Rife with jokes on femaleness and identity signifiers, Teknolust is a story of sexual liberation rather than sexual dependence. Instead of being Born Sexy with no socially learned sexual prowess, beguiling men is precisely what Ruby excels at. Her personal breakthrough comes via a love relationship with a man in which she teaches him in the bedroom, discovering an intimacy whereby sex is but one component.
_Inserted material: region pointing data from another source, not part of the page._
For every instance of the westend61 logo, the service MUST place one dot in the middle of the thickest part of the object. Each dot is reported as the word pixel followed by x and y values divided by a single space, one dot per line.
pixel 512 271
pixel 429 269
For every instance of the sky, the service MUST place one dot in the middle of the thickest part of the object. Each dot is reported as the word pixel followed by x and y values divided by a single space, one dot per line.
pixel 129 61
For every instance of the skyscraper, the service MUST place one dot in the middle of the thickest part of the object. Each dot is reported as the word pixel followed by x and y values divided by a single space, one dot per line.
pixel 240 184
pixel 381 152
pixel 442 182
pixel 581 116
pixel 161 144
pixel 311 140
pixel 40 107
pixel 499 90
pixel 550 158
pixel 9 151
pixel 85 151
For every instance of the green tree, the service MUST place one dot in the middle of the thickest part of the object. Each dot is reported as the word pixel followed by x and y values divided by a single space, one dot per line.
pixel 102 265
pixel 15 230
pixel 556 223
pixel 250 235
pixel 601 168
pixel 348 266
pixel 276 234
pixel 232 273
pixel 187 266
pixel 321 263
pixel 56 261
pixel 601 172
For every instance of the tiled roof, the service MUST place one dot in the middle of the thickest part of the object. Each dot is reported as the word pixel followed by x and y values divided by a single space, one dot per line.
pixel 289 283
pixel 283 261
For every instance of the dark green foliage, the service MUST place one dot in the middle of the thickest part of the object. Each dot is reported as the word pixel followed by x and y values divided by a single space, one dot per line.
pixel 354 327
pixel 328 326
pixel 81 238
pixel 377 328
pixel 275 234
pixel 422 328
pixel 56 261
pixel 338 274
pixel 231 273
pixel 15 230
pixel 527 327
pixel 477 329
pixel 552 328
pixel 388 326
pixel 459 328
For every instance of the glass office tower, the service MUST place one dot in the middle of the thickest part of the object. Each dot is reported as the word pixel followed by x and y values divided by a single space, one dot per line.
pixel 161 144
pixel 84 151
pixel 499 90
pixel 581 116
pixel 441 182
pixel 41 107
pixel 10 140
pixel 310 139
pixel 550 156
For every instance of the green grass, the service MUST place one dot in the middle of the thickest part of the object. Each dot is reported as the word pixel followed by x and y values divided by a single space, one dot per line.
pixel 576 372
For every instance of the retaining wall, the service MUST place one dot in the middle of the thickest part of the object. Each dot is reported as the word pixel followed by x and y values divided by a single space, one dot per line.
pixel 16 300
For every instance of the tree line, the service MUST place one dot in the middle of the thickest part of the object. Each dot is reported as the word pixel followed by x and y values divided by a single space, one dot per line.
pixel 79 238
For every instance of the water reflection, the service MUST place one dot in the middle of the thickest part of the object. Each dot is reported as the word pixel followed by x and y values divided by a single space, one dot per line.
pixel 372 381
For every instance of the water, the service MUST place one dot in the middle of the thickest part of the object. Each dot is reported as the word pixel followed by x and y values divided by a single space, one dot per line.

Leeson had previously cast Swinton in Conceiving Ada (1997), in which a woman computer scientist obsessed with pioneer Ada Lovelace time travels to the nineteenth century to communicate with her through an invented AI “agent.” Lovelace’s story is tragic: without the legal right to control her own reproduction, she suffered through painful pregnancies and died young of uterine cancer. She was deprived of the freedom to exercise her computational brilliance, for which she was regarded alternately as harmless dilettante or heretic. “I’m not at all certain that half a life is better than none at all,” says Leeson’s Ada—a statement equally applicable to a disempowered AI in female form. But in Conceiving Ada, the protagonist discovers a way to give Lovelace a second, full life. Downloading Ada’s consciousness into her own DNA, she gestates a daughter: Ada’s reincarnation with the brilliant mind of a computer scientist in a child’s body. In other words, a perfect inversion of Born Sexy Yesterday.
Conceiving Ada is a clear precursor to Teknolust not only for its focus on the embodied realities of female scientists, but for the way it reimagines reproduction as invention: reproduction of self through artificial means; reproduction of identity through artificial intelligence; reproduction of ideas — not only genes — through future generations.
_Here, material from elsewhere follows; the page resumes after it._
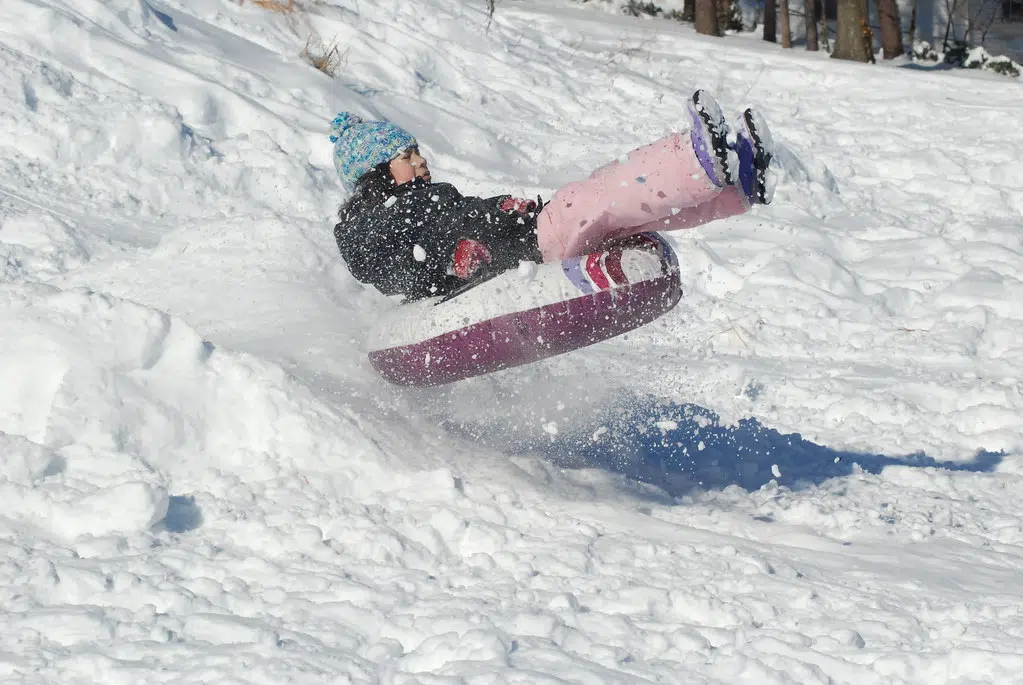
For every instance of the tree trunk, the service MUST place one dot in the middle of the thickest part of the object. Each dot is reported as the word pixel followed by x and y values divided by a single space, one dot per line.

Teknolust’s Ruby led a further life in the form of a chatbot on Agent Ruby’s E-Dream Portal (2002), a website where she engaged in continuous chat, learning, remembering and emoting. Later, Leeson built a bot called DiNa with even more sophisticated conversational skills. “Men seem to like Ruby more,” said Leeson in a 2005 interview. “She’s funnier and quirkier, and they are put off by DiNA’s intelligence.”[1]
Identity is an artificial intelligence: that idea is nothing new, and nothing endemic to advanced technology. We are all multiple, invented selves, and the freedom to invent them and reproduce them is fundamental to our agency. Ruby gains her “freedom by way of polyphony,” to quote Peter Weibel.[2] That polyphony is what the Born Sexy Yesterday character lacks, and what Leeson and her selves achieve. It’s only a matter of time until Ruby reincarnates again, smarter and stronger. The future is pregnant with possibility.